Barbara Thiering (born 1930) is an Australian non-fiction writer, historian, theologian, and Biblical exegete specialising in the origins of the early Christian Church. In books and journal articles, she challenges Christian orthodoxy, espousing the view that new findings present alternative answers to its supernatural beliefs. Her analysis has been rejected by many scholars in the field. She obtained an external B.D. degree from the University of London, a M.Th. degree from Melbourne College of Divinity, and a Ph.D. degree from the University of Sydney in 1973. From her specialty, studying the Dead Sea Scrolls, their semiotics, and their hermeneutics, she has propounded a theory arguing that the miracles, including turning water into wine, the virgin birth, healing a man at a distance, the man who had been thirty-eight years at the pool, and the resurrection, among others, did not actually occur (as miracles), as Christians believe, nor were they legends, as some skeptics hold, but were "deliberately constructed myths" concealing (yet, to certain initiates, relating) esoteric historic events. She alleges that they never actually happened (that is, that the events they chronicle were not at all miraculous), as the authors of the Gospels knew. They wrote, according to her interpretation of the methods of PESHER, which she discovers in the scrolls, on two levels. For the “babes in Christ,” there were apparent miracles, but the knowledge of exact meanings held by the highly educated members of Gnostic schools gave a real history, of what Jesus actually did. In view of her research publications in academic journals, she was invited to lecture at Sydney University, at first in the Department of Semitic Studies, then in the School of Divinity (now the Department of Religious Studies) where she continued until her retirement. During this time she was a member of the Board of Studies in Divinity and the Board of Continuing Education, and served for twelve years as a lay member of the New South Wales Equal Opportunity Tribunal. When her work became known in the United States, she was made a fellow of the Jesus Seminar. In 1990 a documentary film about her research, Riddle of the Dead Sea Scrolls, was shown by the Australian Broadcasting Corporation.

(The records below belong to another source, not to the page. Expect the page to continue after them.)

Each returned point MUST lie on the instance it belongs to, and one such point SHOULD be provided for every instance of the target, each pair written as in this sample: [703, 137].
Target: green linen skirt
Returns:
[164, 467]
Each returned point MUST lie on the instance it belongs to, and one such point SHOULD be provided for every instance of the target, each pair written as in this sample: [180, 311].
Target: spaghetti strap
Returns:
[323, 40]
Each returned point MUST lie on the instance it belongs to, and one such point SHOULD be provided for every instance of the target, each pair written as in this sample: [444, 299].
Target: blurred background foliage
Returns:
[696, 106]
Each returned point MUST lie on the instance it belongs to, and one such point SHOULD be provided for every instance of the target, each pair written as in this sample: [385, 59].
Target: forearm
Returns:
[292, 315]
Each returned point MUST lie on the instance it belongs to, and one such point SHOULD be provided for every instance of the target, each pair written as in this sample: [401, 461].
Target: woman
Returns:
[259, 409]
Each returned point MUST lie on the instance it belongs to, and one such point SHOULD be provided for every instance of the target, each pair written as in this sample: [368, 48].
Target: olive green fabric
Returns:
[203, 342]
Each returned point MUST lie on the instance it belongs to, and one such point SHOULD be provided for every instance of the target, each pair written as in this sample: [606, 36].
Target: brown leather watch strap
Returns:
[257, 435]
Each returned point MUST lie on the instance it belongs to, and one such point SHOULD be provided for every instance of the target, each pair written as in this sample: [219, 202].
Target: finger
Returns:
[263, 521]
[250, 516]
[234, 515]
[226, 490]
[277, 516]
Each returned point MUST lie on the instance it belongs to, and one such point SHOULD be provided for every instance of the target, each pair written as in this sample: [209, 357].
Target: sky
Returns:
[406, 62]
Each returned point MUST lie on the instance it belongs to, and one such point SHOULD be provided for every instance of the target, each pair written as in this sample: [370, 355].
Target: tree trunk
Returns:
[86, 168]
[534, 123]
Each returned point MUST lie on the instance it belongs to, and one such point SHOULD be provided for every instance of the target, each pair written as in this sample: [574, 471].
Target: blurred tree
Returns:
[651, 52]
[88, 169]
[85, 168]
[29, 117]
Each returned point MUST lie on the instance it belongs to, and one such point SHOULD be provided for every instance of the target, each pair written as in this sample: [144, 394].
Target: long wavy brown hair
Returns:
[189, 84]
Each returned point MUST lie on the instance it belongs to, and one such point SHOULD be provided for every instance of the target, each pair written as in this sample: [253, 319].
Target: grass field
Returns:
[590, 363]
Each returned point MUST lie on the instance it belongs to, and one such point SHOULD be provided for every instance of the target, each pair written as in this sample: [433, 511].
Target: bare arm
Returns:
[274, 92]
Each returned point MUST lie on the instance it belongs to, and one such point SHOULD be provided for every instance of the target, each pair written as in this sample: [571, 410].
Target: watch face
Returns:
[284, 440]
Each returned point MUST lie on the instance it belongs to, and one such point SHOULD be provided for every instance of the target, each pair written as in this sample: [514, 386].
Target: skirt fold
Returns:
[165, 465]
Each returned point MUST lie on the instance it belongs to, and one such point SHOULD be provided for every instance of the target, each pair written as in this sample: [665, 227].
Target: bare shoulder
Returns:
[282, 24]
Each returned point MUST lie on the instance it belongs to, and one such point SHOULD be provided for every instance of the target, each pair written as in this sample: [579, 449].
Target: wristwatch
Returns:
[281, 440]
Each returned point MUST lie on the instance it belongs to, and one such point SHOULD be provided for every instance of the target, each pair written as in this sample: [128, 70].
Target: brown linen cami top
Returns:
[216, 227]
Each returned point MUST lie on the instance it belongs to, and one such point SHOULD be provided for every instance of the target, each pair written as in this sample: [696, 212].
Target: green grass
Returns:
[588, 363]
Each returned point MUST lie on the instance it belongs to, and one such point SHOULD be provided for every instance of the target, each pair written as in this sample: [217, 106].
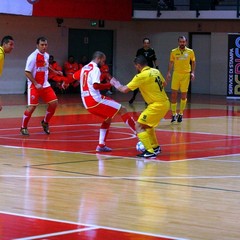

Jesus the Man: New Interpretation from the Dead Sea Scrolls, re-issued in paperback with foreword by Barbara Thiering (Simon and Schuster, New York; November 2006; ISBN 1-4165-4138-1).

Mike said...

Thanks for the info. Maybe I'll read up further on Ms. Thiering's theories. However, at this point I'm not persuaded. Jesus was neither an Essene nor a Gnostic, imho. Of course Gnosticism is a book-length subject. But in my view its roots are to be found in Docetism, which was denounced in (among other places) Ignatius' letter to the church in Smyrna, circa 110 AD.